From visual comparison, the maps of the ECa were like those of the SWC (Figure 2), also following the same spatial pattern of digital elevation model (Figure 3). A higher soil electrical conductivity can be observed in lower areas (negative correlation between ECa and elevation, r = −0.6), where the soil water content tended to be naturally high, as shown by Serrano et al. [43]. In general, surface topography plays a substantial role in influencing spatial variation of ECa. The level and location of both runoff and infiltration are determined by field elevation, which locally can influence the variation in water content. Where the elevation is slightly high, the SWC is lower than in areas where depression occurs [44].
However, the overall accuracy and the cross correlogram between the ECa data in both polarizations and SWC showed a weak correlation, confirming the homogeneity between shallow and deep horizons and an indirect not unique relationship between these variables, but it likely depended on many other factors [45,46]. This result suggested that the variability of the moisture content did not significantly influence the variability of the ECa and, probably, the correlation could be the highest with other soil properties. Therefore, although previous studies refer to the influence of soil moisture on electrical conductivity [47,48,49], the findings of this research indicated limitations for the use of EMI sensors as an indicator of SWC and that one sensor alone cannot achieve a good estimation of soil spatial variation [41,42]. Since both the surface topography and the soil discontinuities play an important role in influencing spatial ECa variation [50], the radargram analysis and interpretation might help to identify soil discontinuities and their depths. Therefore, we identified depths of soil discontinuities by interpretation of GPR radargrams, as well as amplitude of GPR signal data at two different frequencies.

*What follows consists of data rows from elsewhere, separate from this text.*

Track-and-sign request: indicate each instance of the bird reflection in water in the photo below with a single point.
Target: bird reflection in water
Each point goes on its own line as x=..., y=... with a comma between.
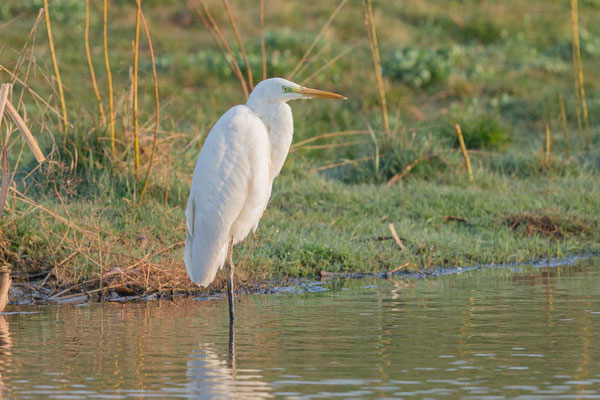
x=210, y=376
x=6, y=345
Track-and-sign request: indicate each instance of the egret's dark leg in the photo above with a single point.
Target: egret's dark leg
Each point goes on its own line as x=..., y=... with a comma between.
x=232, y=363
x=230, y=267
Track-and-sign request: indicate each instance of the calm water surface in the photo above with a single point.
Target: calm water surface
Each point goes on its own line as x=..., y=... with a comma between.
x=491, y=334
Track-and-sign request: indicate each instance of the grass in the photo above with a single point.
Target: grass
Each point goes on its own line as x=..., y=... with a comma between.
x=498, y=70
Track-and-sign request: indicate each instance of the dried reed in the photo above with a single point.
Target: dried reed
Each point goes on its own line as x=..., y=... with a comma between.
x=374, y=46
x=547, y=146
x=211, y=26
x=463, y=148
x=312, y=45
x=91, y=64
x=110, y=88
x=240, y=43
x=156, y=99
x=29, y=138
x=61, y=94
x=395, y=236
x=166, y=198
x=136, y=52
x=262, y=38
x=328, y=64
x=4, y=286
x=563, y=121
x=329, y=135
x=577, y=54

4.2. Ground Penetrating Radar

Variations in the electrical properties of soils mainly depend on moisture content [51] and these contrasts produce strong reflections on the most radar records [16]. Our results show that the lines of contrast that we found between the second and the third layers were consistent along the soil profiles at about the same depth, and this layer could be interpreted as a horizon with lower permeability to water. These reflections were probably not due to change in subsurface material such as soil texture, but were due to micro-porosity, hydraulic conductivity, and subsurface structure (distribution of materials and layering) [52]. From the visual inspection of the radargrams, the different antennas showed results varying in terms of resolution, but one antenna was not selected because each one provided useful information for this study.
The cokriged map showed the same division of the field observed in the EMI and elevation maps with negative correlations, suggesting that EMI measurement can be affected by the soil profile, also confirming that ECa values are integrated values on all profiles. The correlation between SWC and the different depth was negative, and this result was likely due to the water content stored in areas with shallower layer. The low permeability was also larger than the total water content stored in the area with this deeper layer, as a consequence of the absence of water leaching. Therefore, the variations in soil discontinuity could significantly affect the spatial distribution of SWC [53].
From visual inspection, the amplitude maps for 600 MHz antenna showed the same spatial pattern of EMI and SWC maps, showing that the soils with higher water results and conductivity values have higher radar signal attenuation (or lower radar reflectance) [54]. This seemed to be a surprising result because it is expected that an increase in soil water will attenuate the radar signal. One of the possible explanations of this result could be a higher degree of soil compaction, which caused the reflection of the radar signal, but also held back the water, indicating an increase in electrical conductivity [55]. However, further investigations are needed to verify the pedological profile. The maps of the estimated amplitude for the 1600 MHz antenna did not show similar spatial structures in comparison with those of the 600 MHz antenna, due to its finer spatial resolution. These results might be related to a short-range variability in micro-structures, which the GPR system with the 600 MHz antenna did not detect. Therefore, to capture the scale-dependent variability of the soil there was the need to use antennas of different frequency [27].
The cross-correlations between SWC and GPR data were very low and positive and the shape was a little skewed (results not shown). This seemed a surprising result because it is expected that an increase in soil water will attenuate the radar signal. In any case, this behavior could be due to a quite complex and multiphase system, since soil moisture is affected by so many interacting factors that only a multivariate nonlinear model can produce a reliable prediction [42,56]. Despite the success of this technique in its initial development and application for geological inspection, it has several drawbacks if the objective is the prediction of SWC uniquely from the GPR data. The estimates are too uncertain because of the complexity of the surveyed subsoil. Therefore, only fusing data from different sensors and using geophysical data as auxiliary information could produce more reliable predictions of SWC [40].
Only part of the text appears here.